Another occurrence of clear discharge is after urination. When you pee, you literally “push” the urine from the bladder, which also causes the vaginal discharge to come out. This can make your vulva feel slippery when you wipe. The discharge might continue to come out after you have wiped, although there should be very little.
You can expect to have little discharge during sex even after hysterectomy, so don’t panic. As long as there is no blood, bad odor, itching, swelling, redness or pain, you should be fine. However, if you notice a large amount of discharge during the first sexual intercourse after hysterectomy, talk to your doctor and have yourself checked to make sure that there’s nothing wrong. Keep in mind that abnormal discharge is usually whitish, gray, green or yellow and very rarely clear, so chances are you’re perfectly healthy.

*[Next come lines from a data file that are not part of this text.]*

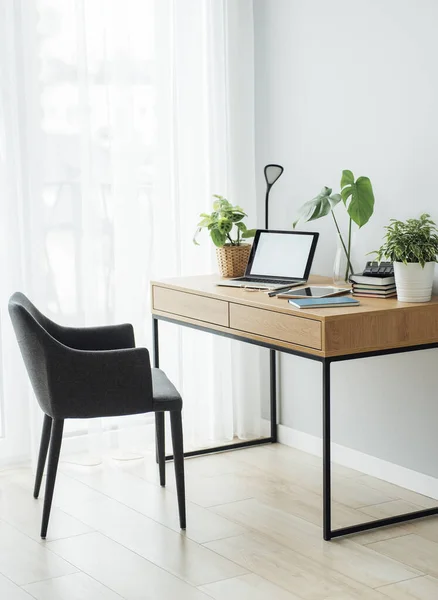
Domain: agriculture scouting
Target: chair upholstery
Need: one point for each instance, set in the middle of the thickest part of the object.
(91, 372)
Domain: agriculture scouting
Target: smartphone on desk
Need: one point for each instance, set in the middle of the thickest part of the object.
(314, 291)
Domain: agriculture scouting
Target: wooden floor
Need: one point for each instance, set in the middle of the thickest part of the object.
(253, 534)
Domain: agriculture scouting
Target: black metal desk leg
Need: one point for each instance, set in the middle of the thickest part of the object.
(273, 395)
(156, 354)
(326, 451)
(160, 433)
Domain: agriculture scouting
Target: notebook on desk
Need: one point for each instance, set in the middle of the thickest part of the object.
(330, 302)
(278, 260)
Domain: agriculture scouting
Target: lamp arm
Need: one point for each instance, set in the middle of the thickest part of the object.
(268, 189)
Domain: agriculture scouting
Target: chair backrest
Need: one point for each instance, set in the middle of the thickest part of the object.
(32, 330)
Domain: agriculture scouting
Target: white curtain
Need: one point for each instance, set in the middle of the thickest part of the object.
(118, 121)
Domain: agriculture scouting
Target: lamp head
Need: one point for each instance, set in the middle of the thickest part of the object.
(272, 173)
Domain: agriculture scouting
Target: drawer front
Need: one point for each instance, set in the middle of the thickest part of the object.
(279, 326)
(192, 306)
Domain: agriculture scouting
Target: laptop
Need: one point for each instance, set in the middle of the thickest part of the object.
(278, 259)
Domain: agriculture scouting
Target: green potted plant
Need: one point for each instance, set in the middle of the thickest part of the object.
(228, 232)
(358, 199)
(413, 247)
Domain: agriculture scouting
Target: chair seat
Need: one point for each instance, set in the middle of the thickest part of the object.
(166, 396)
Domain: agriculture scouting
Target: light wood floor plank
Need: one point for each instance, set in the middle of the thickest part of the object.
(422, 588)
(169, 550)
(122, 570)
(412, 550)
(263, 541)
(11, 591)
(121, 483)
(71, 587)
(353, 560)
(247, 587)
(24, 561)
(19, 508)
(287, 568)
(397, 492)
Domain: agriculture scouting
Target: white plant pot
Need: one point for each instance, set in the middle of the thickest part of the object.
(414, 283)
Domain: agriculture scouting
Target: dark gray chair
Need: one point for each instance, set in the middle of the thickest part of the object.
(81, 373)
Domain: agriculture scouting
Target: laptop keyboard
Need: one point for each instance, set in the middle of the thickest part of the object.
(254, 280)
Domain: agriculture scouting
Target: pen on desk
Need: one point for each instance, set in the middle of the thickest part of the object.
(279, 290)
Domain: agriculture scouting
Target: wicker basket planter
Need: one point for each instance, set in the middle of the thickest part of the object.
(232, 260)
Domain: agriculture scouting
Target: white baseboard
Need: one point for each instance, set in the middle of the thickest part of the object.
(365, 463)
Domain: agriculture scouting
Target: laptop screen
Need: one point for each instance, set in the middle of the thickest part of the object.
(286, 254)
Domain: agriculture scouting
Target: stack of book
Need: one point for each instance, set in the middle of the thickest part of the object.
(367, 286)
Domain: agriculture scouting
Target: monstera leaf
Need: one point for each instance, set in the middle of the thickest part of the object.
(319, 207)
(358, 197)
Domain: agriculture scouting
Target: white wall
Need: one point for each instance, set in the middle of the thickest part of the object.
(353, 84)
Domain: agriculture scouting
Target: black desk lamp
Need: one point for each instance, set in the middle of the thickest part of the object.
(272, 173)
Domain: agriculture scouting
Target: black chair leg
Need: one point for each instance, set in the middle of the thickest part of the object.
(178, 454)
(160, 446)
(44, 446)
(52, 467)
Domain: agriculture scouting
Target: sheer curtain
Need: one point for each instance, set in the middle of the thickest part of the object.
(118, 121)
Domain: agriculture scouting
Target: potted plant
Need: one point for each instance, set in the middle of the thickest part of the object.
(413, 247)
(228, 232)
(357, 197)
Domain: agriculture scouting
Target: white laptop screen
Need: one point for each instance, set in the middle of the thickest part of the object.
(282, 254)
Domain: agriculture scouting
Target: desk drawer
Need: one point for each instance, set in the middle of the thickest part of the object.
(190, 305)
(279, 326)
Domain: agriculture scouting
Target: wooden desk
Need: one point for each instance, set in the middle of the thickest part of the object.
(375, 327)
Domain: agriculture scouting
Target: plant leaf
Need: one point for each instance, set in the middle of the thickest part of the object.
(334, 199)
(218, 238)
(361, 205)
(316, 208)
(347, 178)
(249, 233)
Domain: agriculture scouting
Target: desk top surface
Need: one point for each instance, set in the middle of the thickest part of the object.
(205, 285)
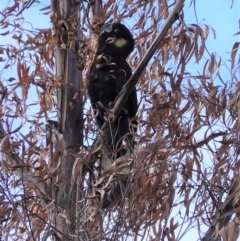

Note that, even after miscarriage, you will continue to have clear discharge throughout your menstrual cycle. If there is any discharge after menopause, you should seek immediate attention, as it’s probably caused by something quite serious, such as cervical, uterine or ovarian cancer. Remember that hormonal medication is usually the most common cause of hormone imbalances and implicitly clear discharge, so if you have a history of increased vaginal mucus after taking hormonal drugs, bring this to your doctor’s attention.
You may occasionally have missed periods, so unless this occurs as a result of an infection or a serious underlying condition, there is nothing to be concerned about. You will still have clear white discharge after your period was supposed to stop, and hopefully your menstrual cycle will get back to normal the following month.